Caporegime
- Joined
- 18 Oct 2002
- Posts
- 33,188
It doesn't mean they actually achieve that frequency though. With Intel defining TDPs at base frequency, if the manufacturers don't account for that in their design, it's unlikely to ever sustain any meaningful turbo. What Intel once described as "guaranteed turbo" now no longer applies. It's a d**k move, in my opinion.
Sunny Cove will have a much more powerful integrated graphics solution and better FPU capabilities, so it makes sense for clocks to fall.
Also, 10 nm is no 14 nm++++++ lol.
Well you've contradicted yourself a bunch there, the clock speeds are not guaranteed, which means they don't have to hold for heavier FPU loads and it doesn't matter if they are sustainable at that clock speed. What matters is that the make speeds they've listed for base clocks and for max boost clocks are lower on 10nm chips than those before them. This means that even in the lightest integer loads on a single core, the new chips can't hit the same clock speeds the previous 14nm+++++++ chips could.

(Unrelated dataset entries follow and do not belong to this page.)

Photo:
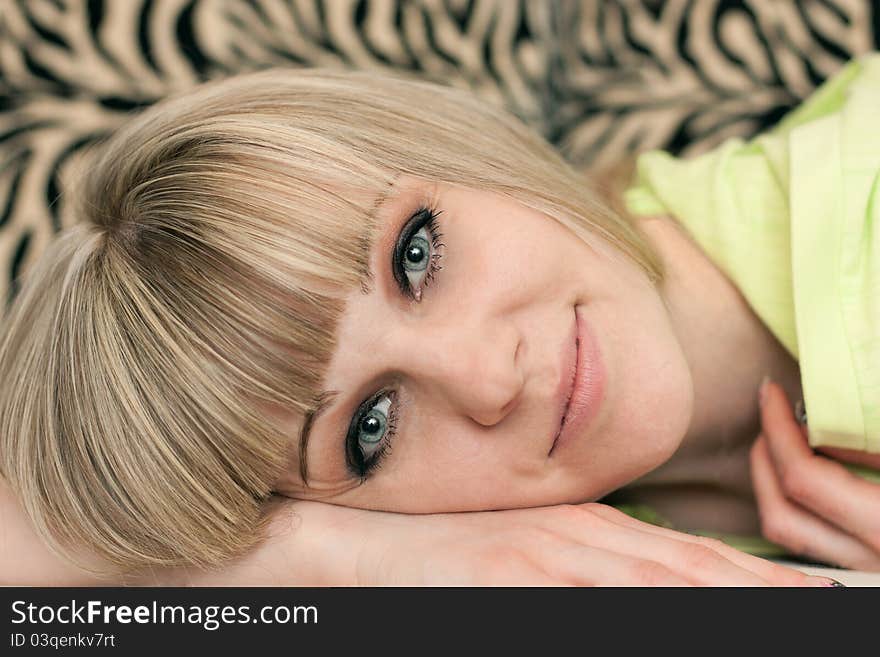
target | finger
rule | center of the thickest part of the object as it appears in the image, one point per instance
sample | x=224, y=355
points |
x=823, y=486
x=692, y=560
x=852, y=456
x=795, y=528
x=770, y=572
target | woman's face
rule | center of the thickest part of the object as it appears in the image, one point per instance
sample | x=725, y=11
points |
x=496, y=361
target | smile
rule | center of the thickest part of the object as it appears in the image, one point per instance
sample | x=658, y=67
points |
x=581, y=383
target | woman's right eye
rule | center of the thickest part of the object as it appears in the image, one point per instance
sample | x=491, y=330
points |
x=417, y=252
x=370, y=434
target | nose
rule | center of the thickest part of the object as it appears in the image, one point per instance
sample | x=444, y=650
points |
x=473, y=368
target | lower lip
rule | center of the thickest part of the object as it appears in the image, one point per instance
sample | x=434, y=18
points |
x=589, y=384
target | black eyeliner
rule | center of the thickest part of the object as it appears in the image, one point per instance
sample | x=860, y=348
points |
x=420, y=218
x=354, y=458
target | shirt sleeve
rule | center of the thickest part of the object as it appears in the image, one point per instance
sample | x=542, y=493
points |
x=790, y=217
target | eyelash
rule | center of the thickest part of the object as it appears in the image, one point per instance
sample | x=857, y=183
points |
x=357, y=465
x=424, y=217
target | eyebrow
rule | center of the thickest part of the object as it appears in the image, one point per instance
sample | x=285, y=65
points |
x=325, y=399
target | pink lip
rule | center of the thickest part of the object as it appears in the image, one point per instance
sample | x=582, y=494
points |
x=581, y=383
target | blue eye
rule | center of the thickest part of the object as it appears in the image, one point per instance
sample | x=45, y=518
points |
x=372, y=427
x=417, y=252
x=370, y=433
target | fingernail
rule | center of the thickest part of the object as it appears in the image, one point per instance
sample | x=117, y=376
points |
x=800, y=412
x=762, y=390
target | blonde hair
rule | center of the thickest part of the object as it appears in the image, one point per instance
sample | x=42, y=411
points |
x=220, y=231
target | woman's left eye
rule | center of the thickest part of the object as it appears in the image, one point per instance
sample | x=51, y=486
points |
x=416, y=255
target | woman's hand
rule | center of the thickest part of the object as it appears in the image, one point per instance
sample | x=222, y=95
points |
x=810, y=504
x=589, y=544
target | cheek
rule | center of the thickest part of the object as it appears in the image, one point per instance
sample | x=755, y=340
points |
x=654, y=389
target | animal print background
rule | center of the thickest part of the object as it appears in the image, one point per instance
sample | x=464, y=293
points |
x=599, y=78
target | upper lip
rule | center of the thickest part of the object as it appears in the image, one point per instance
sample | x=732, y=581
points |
x=567, y=375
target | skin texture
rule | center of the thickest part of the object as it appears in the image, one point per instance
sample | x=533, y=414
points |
x=809, y=502
x=478, y=361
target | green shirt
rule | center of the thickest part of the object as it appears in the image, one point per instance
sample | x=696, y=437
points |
x=789, y=216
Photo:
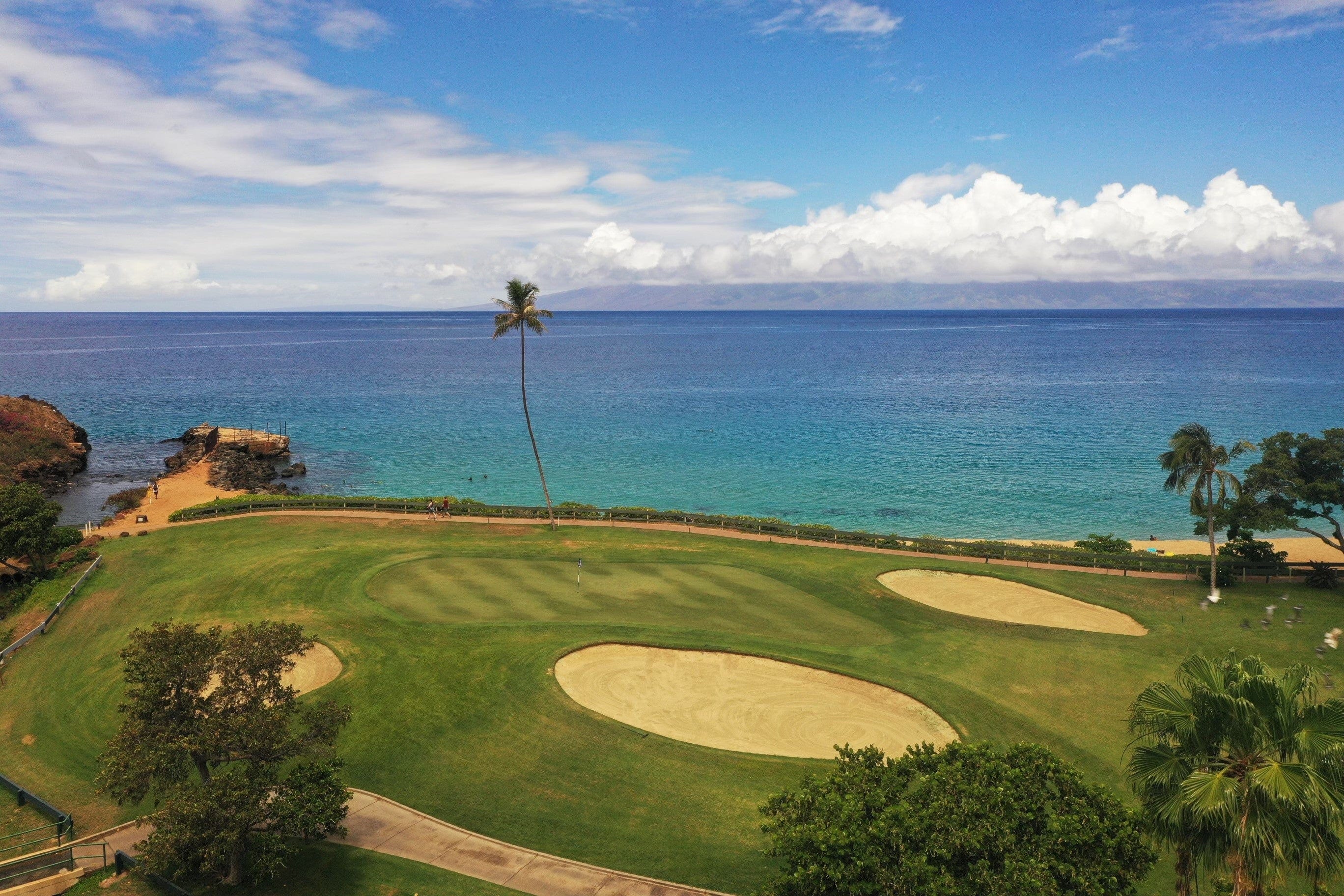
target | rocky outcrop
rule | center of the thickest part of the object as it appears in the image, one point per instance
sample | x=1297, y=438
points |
x=236, y=469
x=38, y=444
x=238, y=458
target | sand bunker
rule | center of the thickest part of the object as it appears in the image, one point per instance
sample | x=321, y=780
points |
x=748, y=704
x=991, y=598
x=313, y=670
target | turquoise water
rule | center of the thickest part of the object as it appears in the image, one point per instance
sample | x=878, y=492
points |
x=959, y=423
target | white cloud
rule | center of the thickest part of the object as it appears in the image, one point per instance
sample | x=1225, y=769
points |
x=999, y=231
x=1330, y=220
x=832, y=17
x=277, y=183
x=1111, y=48
x=136, y=276
x=351, y=28
x=613, y=246
x=1257, y=21
x=928, y=186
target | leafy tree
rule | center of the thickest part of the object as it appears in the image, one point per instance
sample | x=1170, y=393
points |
x=1300, y=478
x=521, y=313
x=1104, y=544
x=1239, y=766
x=968, y=820
x=234, y=763
x=1195, y=464
x=28, y=529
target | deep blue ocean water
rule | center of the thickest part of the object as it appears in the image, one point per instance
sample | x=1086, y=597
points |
x=959, y=423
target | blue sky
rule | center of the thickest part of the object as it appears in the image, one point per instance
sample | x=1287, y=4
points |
x=218, y=154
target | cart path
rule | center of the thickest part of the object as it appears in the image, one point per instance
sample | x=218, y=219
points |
x=386, y=827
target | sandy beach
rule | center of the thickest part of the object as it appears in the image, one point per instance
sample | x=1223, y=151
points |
x=176, y=491
x=1300, y=549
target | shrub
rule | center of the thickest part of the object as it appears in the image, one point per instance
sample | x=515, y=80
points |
x=968, y=820
x=1104, y=544
x=1252, y=551
x=1323, y=575
x=125, y=500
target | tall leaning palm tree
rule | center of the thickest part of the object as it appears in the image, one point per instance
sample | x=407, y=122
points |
x=521, y=313
x=1239, y=767
x=1195, y=465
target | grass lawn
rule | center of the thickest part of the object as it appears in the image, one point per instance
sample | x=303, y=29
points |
x=448, y=635
x=322, y=869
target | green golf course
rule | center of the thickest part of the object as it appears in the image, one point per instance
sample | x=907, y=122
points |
x=448, y=635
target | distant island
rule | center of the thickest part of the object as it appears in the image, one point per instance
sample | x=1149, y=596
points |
x=38, y=444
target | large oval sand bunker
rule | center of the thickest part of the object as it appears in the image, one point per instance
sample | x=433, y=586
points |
x=749, y=704
x=991, y=598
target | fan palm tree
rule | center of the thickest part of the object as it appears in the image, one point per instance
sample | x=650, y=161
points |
x=1237, y=765
x=1195, y=465
x=521, y=313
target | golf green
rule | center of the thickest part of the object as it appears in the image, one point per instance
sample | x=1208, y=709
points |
x=448, y=635
x=717, y=598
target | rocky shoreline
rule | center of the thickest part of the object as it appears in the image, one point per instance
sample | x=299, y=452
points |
x=38, y=444
x=240, y=461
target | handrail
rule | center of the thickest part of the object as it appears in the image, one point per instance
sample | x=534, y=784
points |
x=62, y=820
x=37, y=866
x=1139, y=562
x=56, y=612
x=25, y=844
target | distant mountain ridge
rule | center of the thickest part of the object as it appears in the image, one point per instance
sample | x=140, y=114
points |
x=1036, y=295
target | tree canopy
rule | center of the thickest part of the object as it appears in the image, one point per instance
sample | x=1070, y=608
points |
x=968, y=820
x=1195, y=464
x=28, y=529
x=1238, y=766
x=237, y=767
x=1299, y=483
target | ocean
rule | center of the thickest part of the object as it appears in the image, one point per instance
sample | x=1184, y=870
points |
x=1041, y=425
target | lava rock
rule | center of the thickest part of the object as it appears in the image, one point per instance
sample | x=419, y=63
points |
x=236, y=469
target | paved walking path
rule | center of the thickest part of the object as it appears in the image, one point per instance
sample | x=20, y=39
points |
x=377, y=822
x=386, y=827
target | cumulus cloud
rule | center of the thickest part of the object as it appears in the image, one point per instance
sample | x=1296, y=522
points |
x=135, y=275
x=928, y=186
x=1111, y=48
x=351, y=28
x=1330, y=220
x=999, y=231
x=275, y=182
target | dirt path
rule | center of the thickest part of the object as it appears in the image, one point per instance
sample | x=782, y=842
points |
x=386, y=827
x=176, y=492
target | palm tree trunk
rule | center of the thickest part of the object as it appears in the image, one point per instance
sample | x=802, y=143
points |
x=1184, y=871
x=522, y=344
x=1213, y=547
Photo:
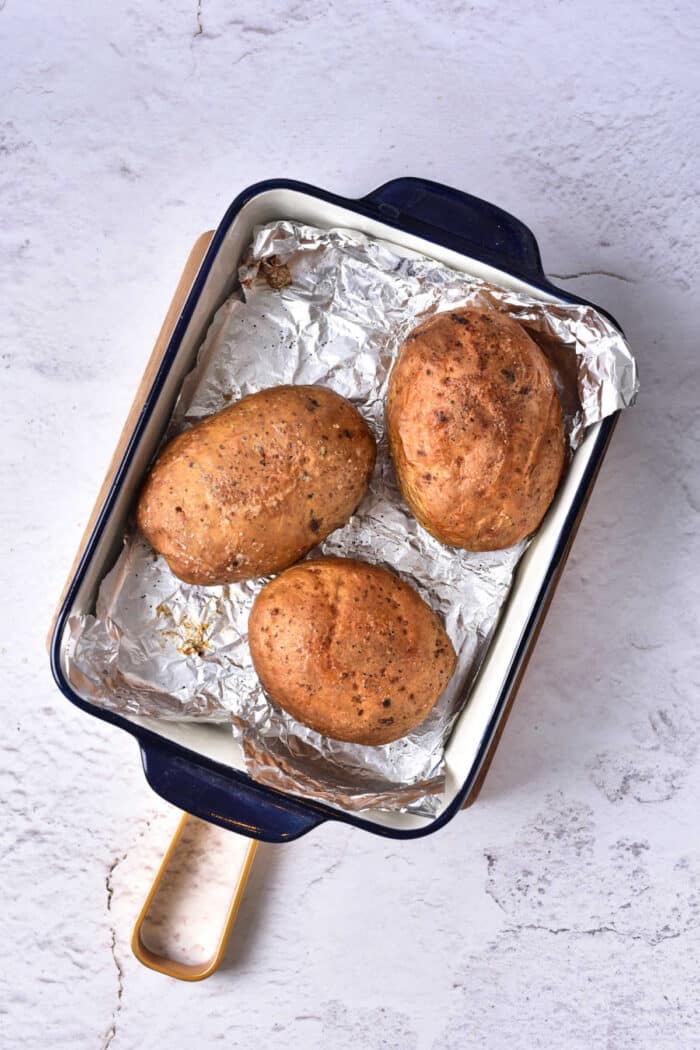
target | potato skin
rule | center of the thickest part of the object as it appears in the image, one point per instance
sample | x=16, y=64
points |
x=474, y=428
x=349, y=650
x=251, y=489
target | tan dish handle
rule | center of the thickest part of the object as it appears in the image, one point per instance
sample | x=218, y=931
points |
x=172, y=967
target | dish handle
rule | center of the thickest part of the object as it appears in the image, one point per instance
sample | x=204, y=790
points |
x=168, y=894
x=460, y=222
x=227, y=798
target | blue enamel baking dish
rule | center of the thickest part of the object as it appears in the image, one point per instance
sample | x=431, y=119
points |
x=197, y=768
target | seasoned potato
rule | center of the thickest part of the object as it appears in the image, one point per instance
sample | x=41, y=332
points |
x=475, y=429
x=349, y=650
x=251, y=489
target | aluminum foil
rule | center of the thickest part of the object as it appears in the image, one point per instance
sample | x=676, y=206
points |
x=329, y=308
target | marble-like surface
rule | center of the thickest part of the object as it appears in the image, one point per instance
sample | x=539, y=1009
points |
x=564, y=910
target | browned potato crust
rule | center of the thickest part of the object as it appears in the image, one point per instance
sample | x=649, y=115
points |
x=349, y=650
x=475, y=429
x=251, y=489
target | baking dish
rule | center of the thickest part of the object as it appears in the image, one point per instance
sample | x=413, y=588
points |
x=199, y=768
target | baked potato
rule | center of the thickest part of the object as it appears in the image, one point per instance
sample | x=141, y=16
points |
x=348, y=649
x=250, y=490
x=474, y=428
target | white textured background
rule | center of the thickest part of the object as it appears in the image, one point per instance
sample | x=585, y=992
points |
x=564, y=910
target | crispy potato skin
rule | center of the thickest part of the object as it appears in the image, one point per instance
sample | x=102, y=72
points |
x=250, y=490
x=349, y=649
x=474, y=428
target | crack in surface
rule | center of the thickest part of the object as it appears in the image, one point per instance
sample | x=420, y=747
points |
x=111, y=1030
x=592, y=273
x=109, y=887
x=326, y=872
x=595, y=930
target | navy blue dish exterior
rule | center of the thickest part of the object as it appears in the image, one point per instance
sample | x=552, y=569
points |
x=228, y=797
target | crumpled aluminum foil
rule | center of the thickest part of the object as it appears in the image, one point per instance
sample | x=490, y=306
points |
x=330, y=308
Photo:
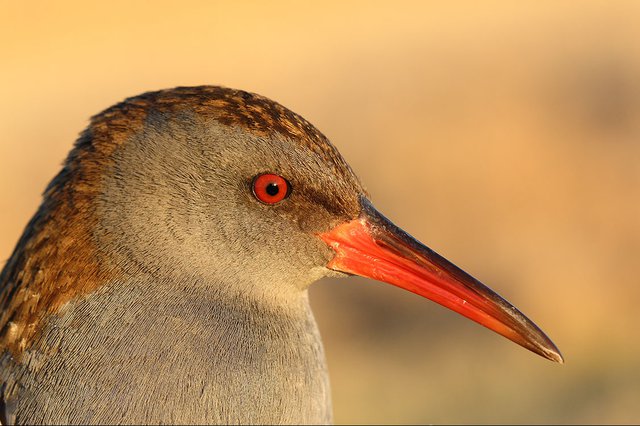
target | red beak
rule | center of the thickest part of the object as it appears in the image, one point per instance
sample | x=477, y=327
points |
x=372, y=246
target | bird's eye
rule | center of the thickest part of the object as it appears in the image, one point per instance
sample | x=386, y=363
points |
x=270, y=188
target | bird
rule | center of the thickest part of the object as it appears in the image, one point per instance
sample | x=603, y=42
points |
x=164, y=278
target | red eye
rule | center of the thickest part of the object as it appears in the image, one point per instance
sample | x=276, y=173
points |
x=270, y=188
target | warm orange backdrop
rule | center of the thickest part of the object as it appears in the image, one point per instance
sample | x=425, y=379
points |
x=505, y=135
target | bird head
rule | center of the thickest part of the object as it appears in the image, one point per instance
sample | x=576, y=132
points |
x=231, y=192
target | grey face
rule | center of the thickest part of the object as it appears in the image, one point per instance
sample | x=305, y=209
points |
x=178, y=202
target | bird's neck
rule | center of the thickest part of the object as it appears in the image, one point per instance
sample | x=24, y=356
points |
x=184, y=356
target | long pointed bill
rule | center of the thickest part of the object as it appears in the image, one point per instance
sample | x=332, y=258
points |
x=372, y=246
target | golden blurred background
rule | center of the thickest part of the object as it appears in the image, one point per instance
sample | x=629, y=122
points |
x=505, y=135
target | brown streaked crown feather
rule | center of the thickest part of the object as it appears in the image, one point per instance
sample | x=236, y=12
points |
x=56, y=259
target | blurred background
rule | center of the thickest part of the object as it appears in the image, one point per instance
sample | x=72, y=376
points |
x=504, y=135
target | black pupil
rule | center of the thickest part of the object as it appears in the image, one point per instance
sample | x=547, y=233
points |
x=272, y=189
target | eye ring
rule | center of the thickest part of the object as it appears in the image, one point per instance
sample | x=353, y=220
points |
x=269, y=188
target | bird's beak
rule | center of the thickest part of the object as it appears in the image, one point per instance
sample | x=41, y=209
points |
x=372, y=246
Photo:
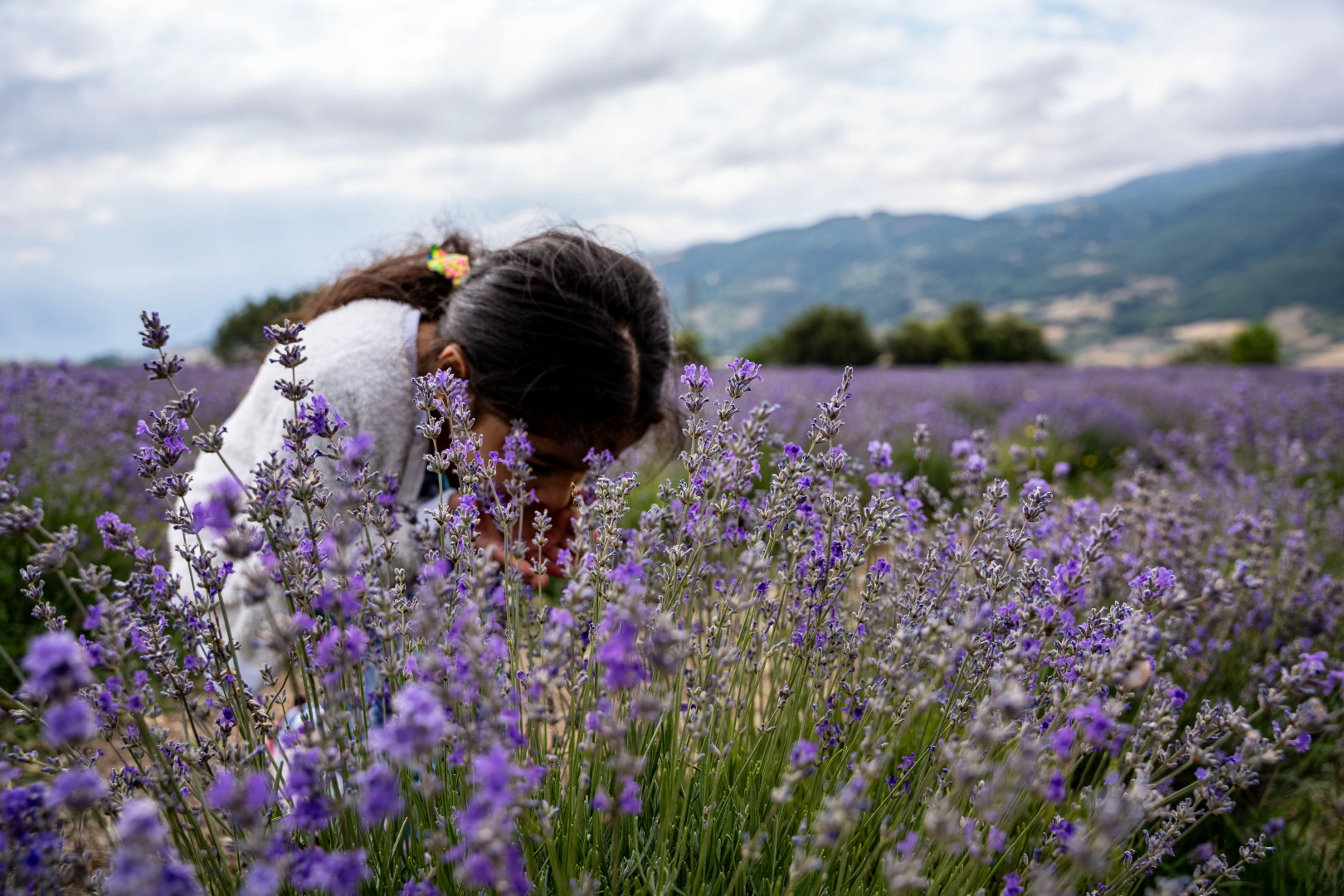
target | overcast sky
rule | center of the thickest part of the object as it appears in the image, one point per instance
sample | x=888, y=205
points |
x=182, y=156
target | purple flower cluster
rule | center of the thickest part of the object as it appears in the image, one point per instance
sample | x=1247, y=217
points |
x=777, y=660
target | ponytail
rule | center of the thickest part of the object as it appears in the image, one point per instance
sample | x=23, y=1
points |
x=402, y=278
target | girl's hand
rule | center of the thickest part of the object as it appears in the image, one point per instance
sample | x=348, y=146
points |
x=537, y=570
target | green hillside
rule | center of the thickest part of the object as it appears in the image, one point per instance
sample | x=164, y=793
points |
x=1231, y=240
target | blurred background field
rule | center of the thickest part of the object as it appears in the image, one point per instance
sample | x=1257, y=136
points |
x=71, y=430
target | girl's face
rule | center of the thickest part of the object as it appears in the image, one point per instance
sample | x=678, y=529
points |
x=555, y=475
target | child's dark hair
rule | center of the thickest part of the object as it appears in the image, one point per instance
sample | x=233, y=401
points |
x=558, y=331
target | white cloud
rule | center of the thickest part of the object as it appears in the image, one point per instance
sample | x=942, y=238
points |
x=169, y=134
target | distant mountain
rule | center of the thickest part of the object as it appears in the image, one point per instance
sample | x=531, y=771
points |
x=1231, y=240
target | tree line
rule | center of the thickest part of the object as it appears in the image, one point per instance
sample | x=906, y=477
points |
x=838, y=336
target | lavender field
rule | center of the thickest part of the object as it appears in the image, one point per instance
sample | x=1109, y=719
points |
x=1040, y=631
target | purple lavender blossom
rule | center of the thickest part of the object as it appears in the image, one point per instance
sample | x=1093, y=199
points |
x=144, y=861
x=421, y=889
x=245, y=798
x=379, y=794
x=488, y=853
x=69, y=723
x=338, y=874
x=1055, y=790
x=417, y=728
x=78, y=789
x=621, y=661
x=56, y=665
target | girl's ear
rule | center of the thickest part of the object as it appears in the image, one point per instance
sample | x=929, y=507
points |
x=452, y=359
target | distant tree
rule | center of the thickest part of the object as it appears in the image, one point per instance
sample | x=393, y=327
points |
x=1257, y=344
x=821, y=334
x=968, y=336
x=240, y=338
x=1203, y=353
x=689, y=348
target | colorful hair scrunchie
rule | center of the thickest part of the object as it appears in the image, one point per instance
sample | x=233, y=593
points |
x=450, y=265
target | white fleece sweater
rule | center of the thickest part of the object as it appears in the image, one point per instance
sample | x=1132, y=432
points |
x=362, y=358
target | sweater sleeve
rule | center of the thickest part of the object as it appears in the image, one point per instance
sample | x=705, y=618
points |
x=358, y=360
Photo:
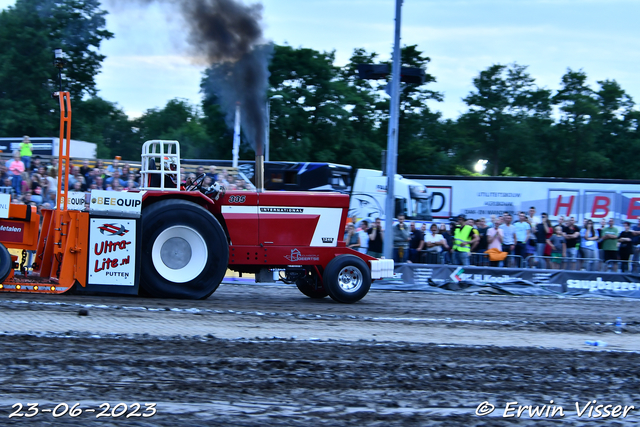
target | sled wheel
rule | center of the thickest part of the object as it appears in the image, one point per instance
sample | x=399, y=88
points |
x=307, y=285
x=5, y=263
x=184, y=250
x=347, y=278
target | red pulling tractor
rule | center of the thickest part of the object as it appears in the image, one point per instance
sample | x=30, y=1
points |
x=174, y=241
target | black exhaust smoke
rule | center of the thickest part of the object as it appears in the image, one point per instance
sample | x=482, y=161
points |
x=228, y=34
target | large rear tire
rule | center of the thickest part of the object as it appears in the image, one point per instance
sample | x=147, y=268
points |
x=347, y=278
x=184, y=250
x=5, y=263
x=311, y=286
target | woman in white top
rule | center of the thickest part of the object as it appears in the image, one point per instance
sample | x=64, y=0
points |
x=589, y=245
x=434, y=244
x=364, y=236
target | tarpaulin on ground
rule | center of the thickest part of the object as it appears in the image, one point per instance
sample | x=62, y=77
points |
x=511, y=281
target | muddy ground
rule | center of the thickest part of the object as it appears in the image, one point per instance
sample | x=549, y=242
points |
x=266, y=356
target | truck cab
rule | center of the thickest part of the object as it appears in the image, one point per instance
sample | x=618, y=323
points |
x=369, y=195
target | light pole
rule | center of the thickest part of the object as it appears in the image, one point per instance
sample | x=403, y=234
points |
x=266, y=137
x=59, y=63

Intel have also stated quite plainly many times that the node won't clock as well as 14nm, at least at first. It was supposed to be 10nm + before they hit 14nm base speeds, and further iterations to hit 14nm+ speeds, and 14nm has been boosted in frequency several times further since then.
Faster graphics and better FPU capabilities have no direct bearing on clock speed potential at all. AVX512 has lower clock speeds, and Icelake has AVX512, but as with current chips with AVX512 capability, clock speeds are only lower when using those instructions and once again, we're not talking about guaranteed boost speeds in all loads, but a max boost speed achievable in any type of load and again, it's lower compared to the previous generation.
it only makes sense that clockspeeds fall because Intel have told everyone 10nm can't obtain the same clock speeds, it makes no sense that clock speeds would drop because they added AVX512 or a bigger igpu.